Energy‐efficient operation of a network of OpenFlow switches featuring hardware acceleration and frequency scaling

Recent trends in networking include the move to software‐defined networking, wherein “white‐box” OpenFlow switches unburden control plane functions to a server or the cloud, and network function virtualization (NFV), where network functions traditionally implemented by custom hardware are implemented in generic servers. The use of generic x86 servers reduces costs but limits opportunities to enhance performance and minimise energy consumption. Hardware acceleration techniques used in conjunction with NFV retain the latter's advantages of flexibility and scalability, whilst potentially minimising the energy costs associated with achieving performance targets. In this paper, we utilize field‐programmable gate arrays (FPGAs) for hardware acceleration to perform the switching function of OpenFlow switches. We develop a model of power consumption in a network of FPGA‐based OpenFlow switches. The parameters of the model have been determined empirically using live data from measurements.
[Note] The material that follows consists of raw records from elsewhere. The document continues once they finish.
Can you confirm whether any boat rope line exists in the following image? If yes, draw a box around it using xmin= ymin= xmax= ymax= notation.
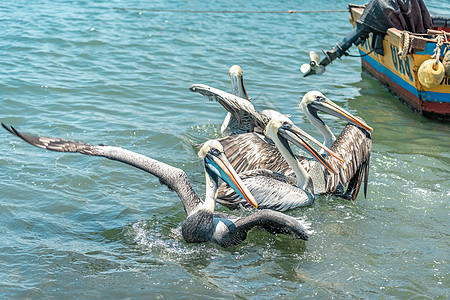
xmin=113 ymin=7 xmax=348 ymax=14
xmin=346 ymin=49 xmax=375 ymax=57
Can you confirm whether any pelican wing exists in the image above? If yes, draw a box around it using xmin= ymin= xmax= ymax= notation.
xmin=189 ymin=84 xmax=267 ymax=132
xmin=212 ymin=209 xmax=313 ymax=247
xmin=216 ymin=170 xmax=314 ymax=211
xmin=2 ymin=123 xmax=201 ymax=215
xmin=234 ymin=209 xmax=312 ymax=240
xmin=219 ymin=133 xmax=317 ymax=176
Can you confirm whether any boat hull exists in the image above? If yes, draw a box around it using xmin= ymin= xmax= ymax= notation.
xmin=350 ymin=4 xmax=450 ymax=119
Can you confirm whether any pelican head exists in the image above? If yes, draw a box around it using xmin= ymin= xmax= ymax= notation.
xmin=300 ymin=91 xmax=373 ymax=132
xmin=198 ymin=140 xmax=258 ymax=208
xmin=229 ymin=65 xmax=250 ymax=100
xmin=265 ymin=116 xmax=340 ymax=173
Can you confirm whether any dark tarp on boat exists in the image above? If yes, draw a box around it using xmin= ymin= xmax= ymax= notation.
xmin=357 ymin=0 xmax=433 ymax=55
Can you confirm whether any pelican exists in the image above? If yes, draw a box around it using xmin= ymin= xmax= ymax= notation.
xmin=299 ymin=91 xmax=373 ymax=200
xmin=217 ymin=117 xmax=334 ymax=211
xmin=2 ymin=123 xmax=311 ymax=247
xmin=220 ymin=65 xmax=254 ymax=137
xmin=190 ymin=84 xmax=372 ymax=199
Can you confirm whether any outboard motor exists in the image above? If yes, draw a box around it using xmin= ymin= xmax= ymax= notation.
xmin=300 ymin=0 xmax=432 ymax=77
xmin=300 ymin=28 xmax=367 ymax=77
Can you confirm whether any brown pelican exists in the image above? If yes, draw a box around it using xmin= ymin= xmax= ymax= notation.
xmin=217 ymin=117 xmax=333 ymax=211
xmin=300 ymin=91 xmax=373 ymax=200
xmin=2 ymin=123 xmax=311 ymax=247
xmin=220 ymin=65 xmax=254 ymax=136
xmin=190 ymin=84 xmax=372 ymax=199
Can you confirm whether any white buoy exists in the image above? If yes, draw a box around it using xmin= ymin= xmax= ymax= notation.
xmin=442 ymin=48 xmax=450 ymax=77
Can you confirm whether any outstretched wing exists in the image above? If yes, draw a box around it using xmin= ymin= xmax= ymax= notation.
xmin=2 ymin=123 xmax=200 ymax=214
xmin=212 ymin=209 xmax=313 ymax=247
xmin=326 ymin=124 xmax=372 ymax=200
xmin=216 ymin=170 xmax=314 ymax=211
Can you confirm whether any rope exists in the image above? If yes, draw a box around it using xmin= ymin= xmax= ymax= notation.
xmin=113 ymin=7 xmax=348 ymax=14
xmin=346 ymin=49 xmax=375 ymax=57
xmin=431 ymin=35 xmax=444 ymax=67
xmin=397 ymin=31 xmax=410 ymax=59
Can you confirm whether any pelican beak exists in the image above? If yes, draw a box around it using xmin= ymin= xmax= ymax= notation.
xmin=229 ymin=65 xmax=250 ymax=101
xmin=309 ymin=97 xmax=373 ymax=132
xmin=278 ymin=124 xmax=342 ymax=174
xmin=291 ymin=125 xmax=344 ymax=163
xmin=205 ymin=149 xmax=258 ymax=208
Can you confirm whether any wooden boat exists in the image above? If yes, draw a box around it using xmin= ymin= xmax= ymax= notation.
xmin=300 ymin=0 xmax=450 ymax=119
xmin=349 ymin=4 xmax=450 ymax=119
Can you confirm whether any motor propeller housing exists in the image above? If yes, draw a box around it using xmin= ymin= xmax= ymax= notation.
xmin=300 ymin=50 xmax=325 ymax=76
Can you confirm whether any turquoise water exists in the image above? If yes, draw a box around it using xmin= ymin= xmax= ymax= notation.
xmin=0 ymin=0 xmax=450 ymax=299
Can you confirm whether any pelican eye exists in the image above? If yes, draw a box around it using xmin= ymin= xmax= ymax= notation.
xmin=209 ymin=148 xmax=221 ymax=156
xmin=316 ymin=95 xmax=325 ymax=102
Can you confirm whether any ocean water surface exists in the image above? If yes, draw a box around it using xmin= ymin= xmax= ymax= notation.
xmin=0 ymin=0 xmax=450 ymax=299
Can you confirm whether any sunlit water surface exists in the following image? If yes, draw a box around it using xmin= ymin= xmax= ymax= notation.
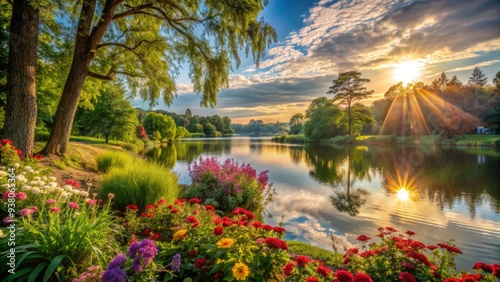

It has been used in formulating a networkwide optimisation problem wherein frequency scaling is used to minimise power consumption in the network. An online packet routing algorithm is proposed to complete the offline optimisation solution. Our results show that energy efficiency is better achieved when each device operates at an intermediate frequency rather than when the optimisation target is to maximise the number of switches or number of links in sleep state. The improvement is 24% and 40%, respectively. These results suggest a new energy‐efficient flow routing strategy whereby hardware acceleration resources will be utilised to improve energy efficiency.